DATE: Monday, April 7, 1997                  TAG: 9704070131
SECTION: EXTRA                    PAGE: 1    EDITION: METRO 
COLUMN: BEN BEAGLE
SOURCE: BEN BEAGLE


I'M SWEATING OUT ANOTHER TIME CHANGE

Pretty soon now t

The world as we have known it for months has been ruined and set asunder - as we said right often in Radford - by daylight-saving time.

Every year I rage against the unnatural, suffocating effects of fiddling around with time as God saw it - which, of course, started when he let people learn how to play golf.

And every year it comes anyway, and newspapers run little boxes that tell you how to set your clocks before you go to bed on the last night of standard time.

What you do is remember that God's time starts in the fall, thus you "fall back" for standard time and "spring forward" into daylight time.

Clever, that.

Full-lipped female anchorpersons with flawless teeth tell you essentially the same thing on television.

And nobody remembers to set their clocks the night before, and on the Monday after the time change, employees get notes in their personnel files for being late or early for work.

Bosses never seem to see the notes on people who are early for work.

It is tyranny|

Why, you might ask, is an old has-been such as yours truly here, who doesn't have to go to work on Mondays, so upset by daylight-saving time?

For one thing, I think it shows an alarming trend in government to regulate, regiment and govern the indomitable spirit of the American people.

I further believe that standard time was passed on to us by a kind deity so that men and women would have the best chance in an ever-changing world and as aid in their ever-present struggle with the forces that would deny them their ultimate, deserved destinies.

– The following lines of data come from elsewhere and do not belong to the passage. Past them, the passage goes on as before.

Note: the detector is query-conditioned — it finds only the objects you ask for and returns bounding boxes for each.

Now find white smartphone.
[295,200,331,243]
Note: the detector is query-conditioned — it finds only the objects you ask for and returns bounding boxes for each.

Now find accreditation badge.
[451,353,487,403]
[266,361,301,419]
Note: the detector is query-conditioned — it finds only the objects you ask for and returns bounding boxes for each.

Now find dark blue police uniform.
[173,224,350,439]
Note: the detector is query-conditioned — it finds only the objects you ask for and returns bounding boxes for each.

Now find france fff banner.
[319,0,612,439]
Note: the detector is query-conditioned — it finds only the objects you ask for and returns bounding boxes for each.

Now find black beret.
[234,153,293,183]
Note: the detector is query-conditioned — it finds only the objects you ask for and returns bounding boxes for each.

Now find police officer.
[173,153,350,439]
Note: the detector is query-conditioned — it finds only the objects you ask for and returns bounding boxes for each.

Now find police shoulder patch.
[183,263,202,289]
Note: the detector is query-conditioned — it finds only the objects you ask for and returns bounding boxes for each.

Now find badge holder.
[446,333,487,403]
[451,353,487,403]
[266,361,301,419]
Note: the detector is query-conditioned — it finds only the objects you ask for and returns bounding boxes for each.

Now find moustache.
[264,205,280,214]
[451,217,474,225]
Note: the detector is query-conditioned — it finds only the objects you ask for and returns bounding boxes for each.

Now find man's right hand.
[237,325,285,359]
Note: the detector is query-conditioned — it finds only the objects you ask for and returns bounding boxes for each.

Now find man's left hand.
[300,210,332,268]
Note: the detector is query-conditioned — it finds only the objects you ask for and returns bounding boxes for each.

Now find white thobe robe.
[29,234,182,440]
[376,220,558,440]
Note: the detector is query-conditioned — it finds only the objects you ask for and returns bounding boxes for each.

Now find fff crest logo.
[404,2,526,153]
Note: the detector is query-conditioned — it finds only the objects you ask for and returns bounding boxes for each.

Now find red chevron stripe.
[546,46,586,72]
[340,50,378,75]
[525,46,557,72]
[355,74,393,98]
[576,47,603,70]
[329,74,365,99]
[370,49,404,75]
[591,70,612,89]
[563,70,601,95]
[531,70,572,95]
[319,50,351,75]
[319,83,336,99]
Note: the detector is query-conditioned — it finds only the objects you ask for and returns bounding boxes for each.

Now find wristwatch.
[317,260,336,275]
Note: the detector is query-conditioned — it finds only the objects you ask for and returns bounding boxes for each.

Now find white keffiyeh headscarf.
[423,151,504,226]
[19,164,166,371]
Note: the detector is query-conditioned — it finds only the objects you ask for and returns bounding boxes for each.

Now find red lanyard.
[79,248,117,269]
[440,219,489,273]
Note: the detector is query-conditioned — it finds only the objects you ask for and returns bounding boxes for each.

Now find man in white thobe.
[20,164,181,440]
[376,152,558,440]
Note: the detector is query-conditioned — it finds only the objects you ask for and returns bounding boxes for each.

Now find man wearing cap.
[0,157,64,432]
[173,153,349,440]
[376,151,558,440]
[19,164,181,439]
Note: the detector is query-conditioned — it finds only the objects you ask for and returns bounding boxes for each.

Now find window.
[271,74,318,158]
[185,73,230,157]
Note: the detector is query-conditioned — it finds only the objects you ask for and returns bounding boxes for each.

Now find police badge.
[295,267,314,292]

I think it is a form of tyranny that will erode the ideals upon which this country was built and should be condemned by every thinking American.

All of the above aside, I also know that daylight-saving time means that it's still light out at my usual bedtime.

Unless you're working the graveyard shift - which I hope I never have to do again - it makes you feel guilty to be in bed while the sun is still up.

You watch. Scientists will discover that shift workers who don't drink a lot of grape juice are disoriented to the extent they don't know where the hell they are.

(When I worked the graveyard shift, I didn't know where I was either. Or 3-to-11, a good shift for keeping out of trouble.)

Or a deodorant conspiracy|

Daylight-saving time gives me extra time to sweat, which is something I don't really need, although it is one of the few things I do well.

It wouldn't surprise me to find that the deodorant industry has given millions of dollars to politicians to make sure daylight-saving time comes every year.

I wouldn't even guess how many deodorant CEOs have slept in the Lincoln bedroom during the Clinton presidency.

I expect Newt Gingrich owns stock in La Paloma Roll On - which you or your wife, the UPS man, Mr. Goodwrench, Bart Simpson, your sister or your cat could use.

No matter what your Ph is.

In addition, there are some interpreters of the times in which we live who say that daylight-saving time fouls up the real time for the cocktail hour.

As if I cared about stuff like that.